British historian and literary critic

Ruth Scurr, Lady Stothard FRSL (born 1971), is a British writer, historian and literary critic. She is a Fellow of Gonville and Caius College, Cambridge.

== Education ==
Scurr was educated at St Bernard's Convent, Slough; Oxford University, Cambridge University and the Ecole Normale Supérieure, Paris. She won a British Academy Postdoctoral Fellowship in 2000.

==Works==
Scurr's first book, Fatal Purity: Robespierre and the French Revolution (Chatto & Windus, 2006; Metropolitan Books, 2006), won the Franco-British Society Literary Prize (2006), was shortlisted for the Duff Cooper Prize (2006), long-listed for the Samuel Johnson Prize (2007) and was listed among the 100 Best Books of the Decade in The Times in 2009.

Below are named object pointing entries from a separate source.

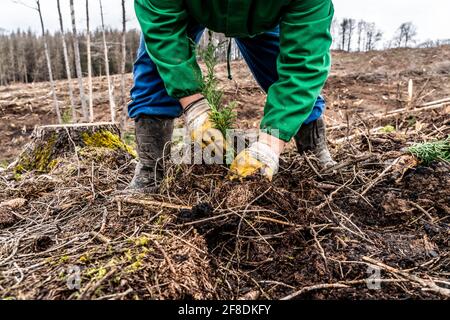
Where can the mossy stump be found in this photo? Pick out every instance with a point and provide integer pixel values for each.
(50, 143)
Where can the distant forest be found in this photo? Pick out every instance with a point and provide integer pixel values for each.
(22, 57)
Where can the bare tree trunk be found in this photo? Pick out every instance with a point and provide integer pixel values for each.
(49, 65)
(12, 62)
(67, 64)
(112, 104)
(76, 47)
(122, 70)
(88, 44)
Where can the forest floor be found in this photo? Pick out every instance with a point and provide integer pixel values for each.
(376, 226)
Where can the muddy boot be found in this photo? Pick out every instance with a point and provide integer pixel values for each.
(153, 136)
(312, 138)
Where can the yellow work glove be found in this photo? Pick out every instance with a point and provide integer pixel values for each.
(201, 128)
(258, 158)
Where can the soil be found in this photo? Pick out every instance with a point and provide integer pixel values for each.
(375, 227)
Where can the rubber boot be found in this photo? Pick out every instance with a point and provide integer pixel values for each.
(153, 137)
(312, 138)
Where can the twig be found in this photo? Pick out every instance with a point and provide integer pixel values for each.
(153, 203)
(428, 284)
(166, 257)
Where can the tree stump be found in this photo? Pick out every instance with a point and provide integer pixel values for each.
(49, 143)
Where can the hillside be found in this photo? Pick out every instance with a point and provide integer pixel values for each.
(376, 226)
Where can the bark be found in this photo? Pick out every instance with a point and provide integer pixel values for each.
(89, 62)
(112, 104)
(67, 63)
(50, 143)
(76, 47)
(49, 66)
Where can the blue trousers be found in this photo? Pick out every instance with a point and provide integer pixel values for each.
(149, 96)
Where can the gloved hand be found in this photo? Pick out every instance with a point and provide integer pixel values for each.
(258, 157)
(201, 128)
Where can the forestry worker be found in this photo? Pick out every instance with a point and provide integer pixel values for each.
(285, 43)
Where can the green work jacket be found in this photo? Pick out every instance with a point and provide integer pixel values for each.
(303, 63)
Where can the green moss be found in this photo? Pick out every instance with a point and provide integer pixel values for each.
(39, 160)
(387, 129)
(106, 139)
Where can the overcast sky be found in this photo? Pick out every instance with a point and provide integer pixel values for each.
(430, 16)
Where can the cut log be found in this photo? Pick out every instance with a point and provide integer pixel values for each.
(49, 143)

Her second book, John Aubrey: My Own Life (Chatto & Windus, 2015; New York Review Books, 2016), was shortlisted for the 2015 Costa Biography Award and the James Tait Black Memorial Prize.

Her third book, Napoleon: A Life in Gardens and Shadows (Chatto & Windus, 2021; Norton, 2021), was published to critical acclaim on both sides of the Atlantic to mark the 200th anniversary of Napoleon's death. It won the Society for Military History Distinguished Book Award for Biography (2022).

==Career==

Scurr began reviewing regularly for The Times and The Times Literary Supplement in 1997. Since then she has also written for The Daily Telegraph, The Observer, New Statesman, The London Review of Books, The New York Review of Books, The Nation, The New York Observer, The Guardian and The Wall Street Journal.

She was a judge on the Man Booker Prize panel in 2007, the Samuel Johnson Prize panel in 2014, and the Baillie Gifford Prize panel in 2023. She is a member of the Folio Prize Academy.

Scurr is Director of Studies in Human, Social and Political Sciences for Gonville and Caius College, Cambridge, where she has been a Fellow since 2006. Her research interests include 17th- and 18th-century history of ideas; biographical, autobiographical and life writing; the British and French Enlightenments; the French Revolution; Revolutionary Memoir; early Feminist Political Thought; and contemporary fiction in English. Scurr was the Senior Treasurer of a Cambridge-based publication Per Capita Media from January 2024 to December 2025.

Having served on the Council since 2020, Scurr became acting Chair of the council of the Royal Society of Literature in January, 2025.

== Bibliography ==

=== Books ===
- Scurr, Ruth (2006). "Fatal Purity: Robespierre and the French Revolution"
- Scurr, Ruth (2015). "John Aubrey: My Own Life"
- Scurr, Ruth (2021). "Napoleon: A Life Told in Gardens and Shadows"

=== Dissertations, theses ===
- Scurr, Ruth (2000). "The Social Foundations of the Modern Republic: P.-L. Roederer's Cours d'organisation sociale"

===Critical studies and reviews===
- Anon. (2015). "A man for all seasons" Review of John Aubrey.